Briefly Roger considered making his way as swiftly as pos­sible to his roof-top. But by then it was past one in the morning. Lisala would almost certainly have heard that the mission was giving an entertainment for the Shah that night; and the odds against her still being up there waiting for him were over­whelming. Reluctantly, he abandoned the idea as futile, resigned himself to the fact that he would not even be able to say good-bye to his beloved and went up to his room to pack for the journey.

Next morning, soon after nine o'clock, the mansion the mission had occupied was almost as empty as if they had never entered it. Only two score of trunks filled with surplus clothing, plate, glass, linen that they would not require and, in the basement, a number of cases containing arms, were left behind.

It was on August 18th that, with a considerable retinue of guides, guards and professional hunters, they took the road north to Tehran. They reached the city which—until Shah Abbas had moved to Isfahan and built the marvellous mos­ques and palaces there—had been the capital of Persia, late on the evening of the 20th and spent the night in a big cara­vanserai. Their baggage train caught up with them next day and, taking what they needed from it, in the early afternoon they resumed their march towards the great mountain range that now lay ahead of them.

Although it was high summer, some of the peaks were still capped with snow. To the east, along the chain, Mount Damavand rose above the others to nearly nineteen thousand feet; the highest mountain in Asia west of the Himalayas. But their guides led them through a pass and, by nightfall, they were installed in one of the Shah's big hunting lodges.

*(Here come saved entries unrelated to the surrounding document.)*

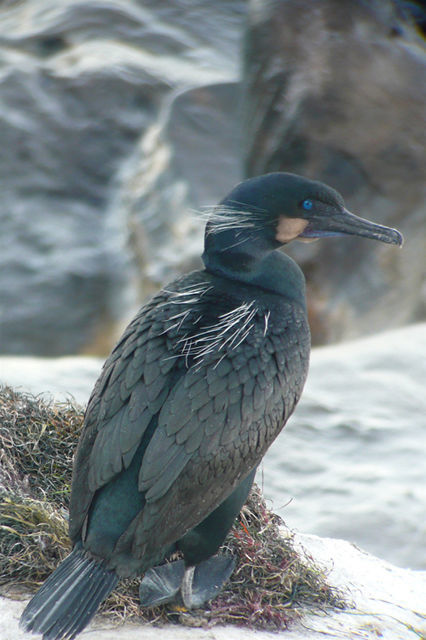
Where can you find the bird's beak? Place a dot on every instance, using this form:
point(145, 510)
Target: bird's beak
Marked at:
point(346, 223)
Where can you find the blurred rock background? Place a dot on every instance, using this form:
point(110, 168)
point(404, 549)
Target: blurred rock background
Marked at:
point(118, 119)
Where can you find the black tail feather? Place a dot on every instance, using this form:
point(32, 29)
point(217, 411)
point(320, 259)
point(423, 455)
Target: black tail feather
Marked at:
point(69, 598)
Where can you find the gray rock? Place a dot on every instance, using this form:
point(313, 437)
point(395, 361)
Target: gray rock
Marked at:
point(188, 159)
point(79, 85)
point(336, 91)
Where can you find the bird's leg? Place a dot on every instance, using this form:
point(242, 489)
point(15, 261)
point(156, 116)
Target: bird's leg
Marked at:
point(186, 587)
point(161, 584)
point(204, 581)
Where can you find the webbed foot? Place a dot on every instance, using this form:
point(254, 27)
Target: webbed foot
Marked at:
point(161, 584)
point(204, 581)
point(195, 585)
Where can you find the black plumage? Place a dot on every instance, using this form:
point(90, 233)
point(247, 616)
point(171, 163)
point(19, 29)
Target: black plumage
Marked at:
point(200, 384)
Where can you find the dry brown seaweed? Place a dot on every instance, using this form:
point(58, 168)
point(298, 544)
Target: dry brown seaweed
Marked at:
point(273, 583)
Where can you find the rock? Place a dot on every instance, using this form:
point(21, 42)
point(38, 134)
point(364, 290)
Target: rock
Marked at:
point(59, 378)
point(388, 603)
point(350, 462)
point(336, 91)
point(188, 159)
point(80, 84)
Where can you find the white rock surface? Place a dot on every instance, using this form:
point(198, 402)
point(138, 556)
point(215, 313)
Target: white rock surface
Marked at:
point(389, 603)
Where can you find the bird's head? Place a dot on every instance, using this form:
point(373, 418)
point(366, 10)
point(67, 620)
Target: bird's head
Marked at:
point(266, 212)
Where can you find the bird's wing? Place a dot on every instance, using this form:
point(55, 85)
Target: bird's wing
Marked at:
point(130, 391)
point(213, 428)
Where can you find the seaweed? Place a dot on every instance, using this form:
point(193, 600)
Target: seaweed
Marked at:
point(274, 581)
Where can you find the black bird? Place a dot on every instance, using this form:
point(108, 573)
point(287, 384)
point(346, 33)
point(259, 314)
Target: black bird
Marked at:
point(200, 384)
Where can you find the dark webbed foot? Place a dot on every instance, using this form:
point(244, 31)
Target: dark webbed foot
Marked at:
point(194, 585)
point(203, 582)
point(161, 584)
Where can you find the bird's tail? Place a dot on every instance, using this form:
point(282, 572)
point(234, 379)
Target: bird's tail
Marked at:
point(69, 598)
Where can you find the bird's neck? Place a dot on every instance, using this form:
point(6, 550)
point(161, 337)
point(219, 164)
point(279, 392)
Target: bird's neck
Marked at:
point(273, 271)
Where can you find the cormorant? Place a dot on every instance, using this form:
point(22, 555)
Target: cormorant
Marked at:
point(200, 384)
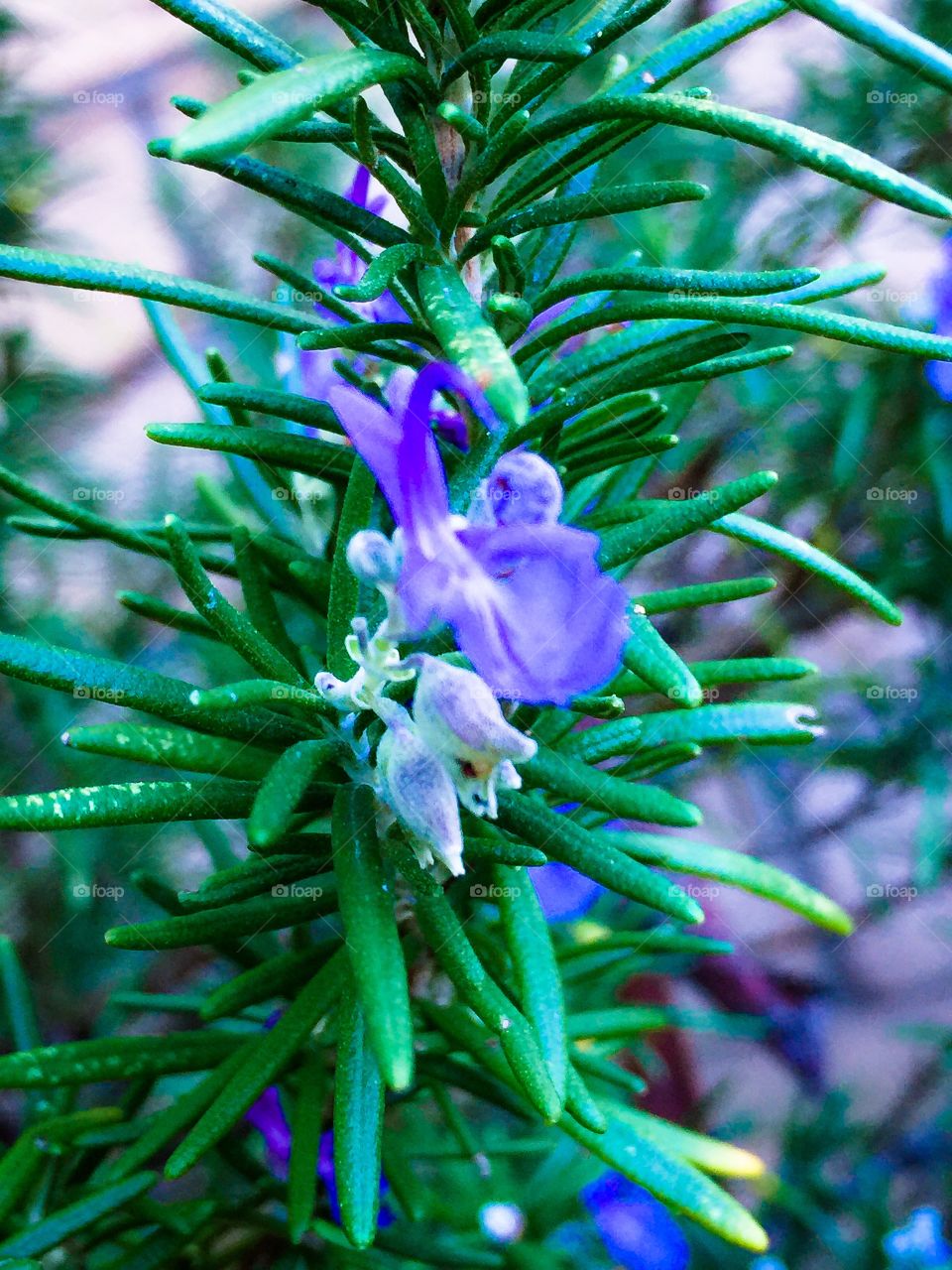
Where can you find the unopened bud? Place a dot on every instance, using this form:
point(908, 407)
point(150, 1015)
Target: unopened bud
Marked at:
point(419, 790)
point(524, 489)
point(461, 721)
point(373, 558)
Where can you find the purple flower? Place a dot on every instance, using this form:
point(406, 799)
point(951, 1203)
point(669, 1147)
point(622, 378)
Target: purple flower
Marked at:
point(526, 601)
point(638, 1229)
point(939, 373)
point(563, 893)
point(267, 1115)
point(919, 1245)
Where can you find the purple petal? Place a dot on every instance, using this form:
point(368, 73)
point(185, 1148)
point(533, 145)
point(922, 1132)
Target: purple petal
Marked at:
point(537, 617)
point(638, 1229)
point(563, 893)
point(268, 1116)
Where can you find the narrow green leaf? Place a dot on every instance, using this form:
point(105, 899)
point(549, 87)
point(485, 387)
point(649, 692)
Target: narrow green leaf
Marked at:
point(53, 1230)
point(280, 100)
point(703, 593)
point(470, 341)
point(306, 1125)
point(276, 976)
point(172, 747)
point(238, 921)
point(657, 665)
point(720, 864)
point(358, 1125)
point(58, 270)
point(91, 807)
point(571, 208)
point(570, 779)
point(344, 583)
point(643, 277)
point(788, 140)
point(313, 456)
point(757, 534)
point(113, 1058)
point(452, 949)
point(620, 547)
point(885, 36)
point(532, 46)
point(266, 1061)
point(536, 970)
point(284, 789)
point(594, 855)
point(273, 402)
point(373, 949)
point(675, 1183)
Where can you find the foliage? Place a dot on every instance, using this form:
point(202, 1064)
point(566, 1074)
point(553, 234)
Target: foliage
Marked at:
point(439, 1024)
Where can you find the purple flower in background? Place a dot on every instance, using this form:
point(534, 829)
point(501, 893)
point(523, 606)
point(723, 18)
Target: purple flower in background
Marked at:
point(525, 598)
point(939, 373)
point(638, 1229)
point(563, 893)
point(267, 1115)
point(919, 1245)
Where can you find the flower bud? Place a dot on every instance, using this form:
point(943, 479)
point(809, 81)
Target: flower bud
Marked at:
point(419, 790)
point(461, 721)
point(373, 558)
point(524, 489)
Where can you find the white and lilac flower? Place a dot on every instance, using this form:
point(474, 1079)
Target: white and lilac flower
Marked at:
point(526, 599)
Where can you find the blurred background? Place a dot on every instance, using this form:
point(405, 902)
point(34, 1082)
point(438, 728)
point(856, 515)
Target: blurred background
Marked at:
point(849, 1100)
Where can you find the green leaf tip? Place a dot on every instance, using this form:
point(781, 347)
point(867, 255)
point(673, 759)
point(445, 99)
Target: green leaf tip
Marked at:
point(276, 102)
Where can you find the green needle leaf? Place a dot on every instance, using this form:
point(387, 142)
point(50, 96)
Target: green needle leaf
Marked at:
point(114, 1058)
point(757, 534)
point(372, 943)
point(536, 970)
point(570, 779)
point(594, 855)
point(885, 36)
point(53, 1230)
point(358, 1125)
point(266, 1061)
point(276, 102)
point(720, 864)
point(468, 340)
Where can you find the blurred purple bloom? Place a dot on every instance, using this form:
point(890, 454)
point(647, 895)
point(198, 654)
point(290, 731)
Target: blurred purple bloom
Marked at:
point(267, 1115)
point(527, 602)
point(563, 893)
point(638, 1229)
point(939, 373)
point(919, 1245)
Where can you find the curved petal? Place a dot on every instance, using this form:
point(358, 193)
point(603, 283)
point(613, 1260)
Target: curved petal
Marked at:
point(535, 613)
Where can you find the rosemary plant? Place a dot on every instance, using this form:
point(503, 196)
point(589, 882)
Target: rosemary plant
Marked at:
point(436, 515)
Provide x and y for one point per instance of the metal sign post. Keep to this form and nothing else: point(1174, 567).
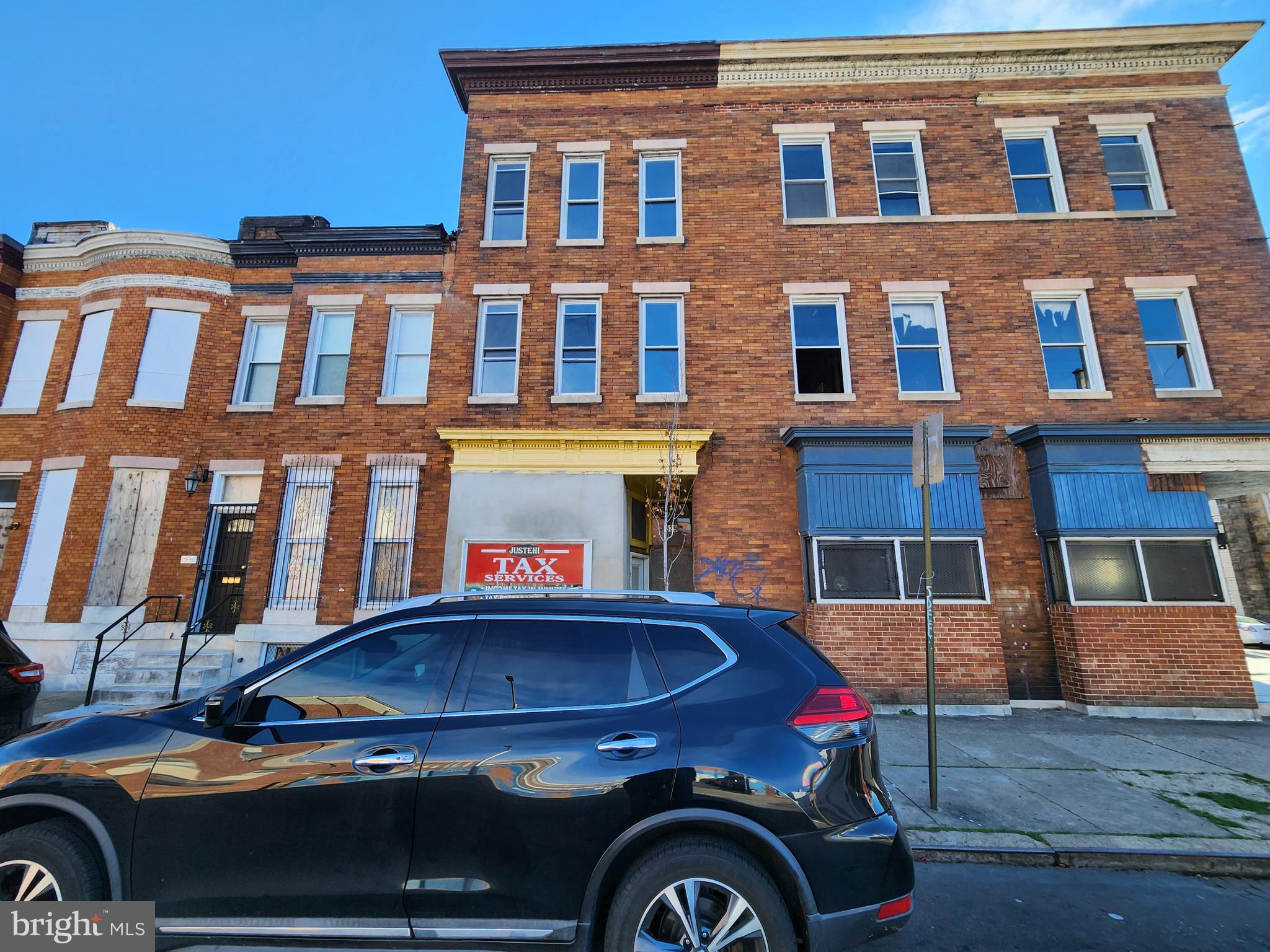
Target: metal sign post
point(928, 469)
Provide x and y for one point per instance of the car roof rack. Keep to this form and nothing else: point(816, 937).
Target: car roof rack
point(675, 598)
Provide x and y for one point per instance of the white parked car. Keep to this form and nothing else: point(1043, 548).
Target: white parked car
point(1251, 631)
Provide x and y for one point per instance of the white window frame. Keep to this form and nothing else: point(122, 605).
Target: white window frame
point(915, 136)
point(568, 161)
point(934, 298)
point(559, 348)
point(1055, 172)
point(481, 346)
point(1203, 380)
point(677, 155)
point(841, 309)
point(313, 353)
point(494, 162)
point(393, 351)
point(1086, 323)
point(1142, 569)
point(381, 477)
point(808, 140)
point(683, 384)
point(900, 568)
point(1142, 133)
point(247, 358)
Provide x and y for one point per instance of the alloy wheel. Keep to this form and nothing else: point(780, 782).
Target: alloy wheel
point(27, 881)
point(700, 915)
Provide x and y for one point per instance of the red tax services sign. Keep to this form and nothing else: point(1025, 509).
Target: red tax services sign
point(525, 565)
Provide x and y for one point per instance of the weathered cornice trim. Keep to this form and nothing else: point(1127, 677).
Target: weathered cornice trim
point(120, 245)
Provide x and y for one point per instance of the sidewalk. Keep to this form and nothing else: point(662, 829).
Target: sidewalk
point(1065, 781)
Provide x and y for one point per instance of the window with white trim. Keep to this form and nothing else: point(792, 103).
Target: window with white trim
point(660, 346)
point(578, 347)
point(89, 355)
point(30, 366)
point(1067, 340)
point(498, 347)
point(900, 173)
point(1132, 169)
point(659, 213)
point(331, 340)
point(1135, 569)
point(892, 569)
point(389, 544)
point(1171, 334)
point(1034, 170)
point(259, 361)
point(807, 178)
point(582, 198)
point(163, 374)
point(920, 334)
point(409, 355)
point(507, 198)
point(821, 362)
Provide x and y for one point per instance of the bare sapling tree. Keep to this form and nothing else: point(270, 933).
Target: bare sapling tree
point(671, 503)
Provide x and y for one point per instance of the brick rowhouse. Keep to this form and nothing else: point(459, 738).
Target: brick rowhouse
point(798, 498)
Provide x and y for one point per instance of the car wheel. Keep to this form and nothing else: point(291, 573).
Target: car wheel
point(698, 894)
point(48, 861)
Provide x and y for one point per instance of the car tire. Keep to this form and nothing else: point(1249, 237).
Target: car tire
point(63, 851)
point(724, 867)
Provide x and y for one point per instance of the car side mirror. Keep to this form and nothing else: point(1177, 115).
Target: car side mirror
point(221, 710)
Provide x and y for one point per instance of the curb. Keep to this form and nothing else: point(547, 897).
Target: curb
point(1245, 865)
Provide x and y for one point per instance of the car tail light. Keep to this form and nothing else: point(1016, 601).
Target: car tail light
point(897, 907)
point(831, 714)
point(27, 673)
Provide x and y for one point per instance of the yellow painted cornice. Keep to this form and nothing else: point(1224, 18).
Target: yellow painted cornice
point(629, 452)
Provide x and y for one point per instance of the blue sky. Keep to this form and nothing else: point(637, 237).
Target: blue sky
point(187, 116)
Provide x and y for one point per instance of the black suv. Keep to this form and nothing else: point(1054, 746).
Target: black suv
point(642, 774)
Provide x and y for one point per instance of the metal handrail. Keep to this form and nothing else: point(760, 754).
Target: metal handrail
point(128, 632)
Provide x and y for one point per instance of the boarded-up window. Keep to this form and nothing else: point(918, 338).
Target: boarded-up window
point(128, 535)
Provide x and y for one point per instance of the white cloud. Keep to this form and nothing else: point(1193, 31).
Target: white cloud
point(970, 15)
point(1253, 125)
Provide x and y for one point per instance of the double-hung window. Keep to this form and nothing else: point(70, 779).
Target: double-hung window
point(893, 569)
point(82, 387)
point(331, 340)
point(659, 206)
point(409, 355)
point(1034, 170)
point(900, 173)
point(1067, 342)
point(498, 348)
point(259, 362)
point(1148, 569)
point(1174, 348)
point(821, 363)
point(582, 200)
point(578, 347)
point(807, 179)
point(507, 198)
point(660, 346)
point(30, 366)
point(920, 334)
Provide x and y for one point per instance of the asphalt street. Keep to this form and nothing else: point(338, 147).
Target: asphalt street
point(982, 908)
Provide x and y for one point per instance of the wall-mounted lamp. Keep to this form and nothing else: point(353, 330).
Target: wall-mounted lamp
point(195, 478)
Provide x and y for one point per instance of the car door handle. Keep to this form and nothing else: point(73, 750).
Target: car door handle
point(384, 759)
point(626, 743)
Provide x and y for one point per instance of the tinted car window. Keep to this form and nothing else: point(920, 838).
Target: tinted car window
point(550, 663)
point(683, 653)
point(389, 672)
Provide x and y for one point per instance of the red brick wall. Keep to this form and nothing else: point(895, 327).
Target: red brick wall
point(1151, 655)
point(882, 649)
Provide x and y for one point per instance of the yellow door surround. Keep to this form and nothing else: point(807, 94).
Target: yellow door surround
point(629, 452)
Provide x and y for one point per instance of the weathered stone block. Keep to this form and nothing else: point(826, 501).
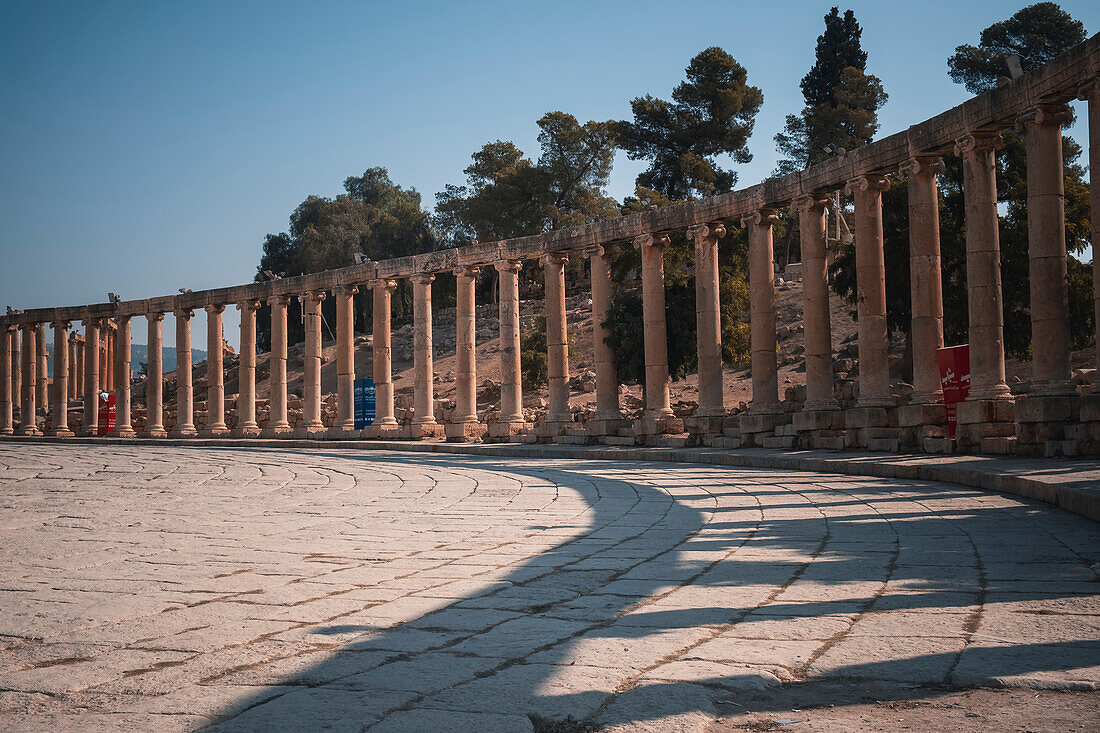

Next day they went out equipped for the chase. The coun­try was as unlike central and southern Persia as could pos­sibly be imagined. Instead of precipitous, barren ridges of rock and arid, sandy waste, interspersed by fertile valleys, north of the mountains there was one vast forest, extending right up to the southern shore of the Caspian Sea.

The area was almost uninhabited, but teemed with wild life of every description. There were tigers, leopards, bears, antelopes, wild boar, buck and deer in profusion. Their kill far exceeded anything they could possibly have expected; but the French felt themselves shamed because the Persian hunters proved far better marksmen with their bows and arrows than the Europeans with their latest pattern of musket.

For another two days they rode out to kill, and Roger be­came sickened at this senseless slaughter; so he was much relieved when, on the evening of the 23rd, Gardane decided that they should return to Isfahan; in the hope that, after ten days, the Shah and his Ministers would have come to a de­cision.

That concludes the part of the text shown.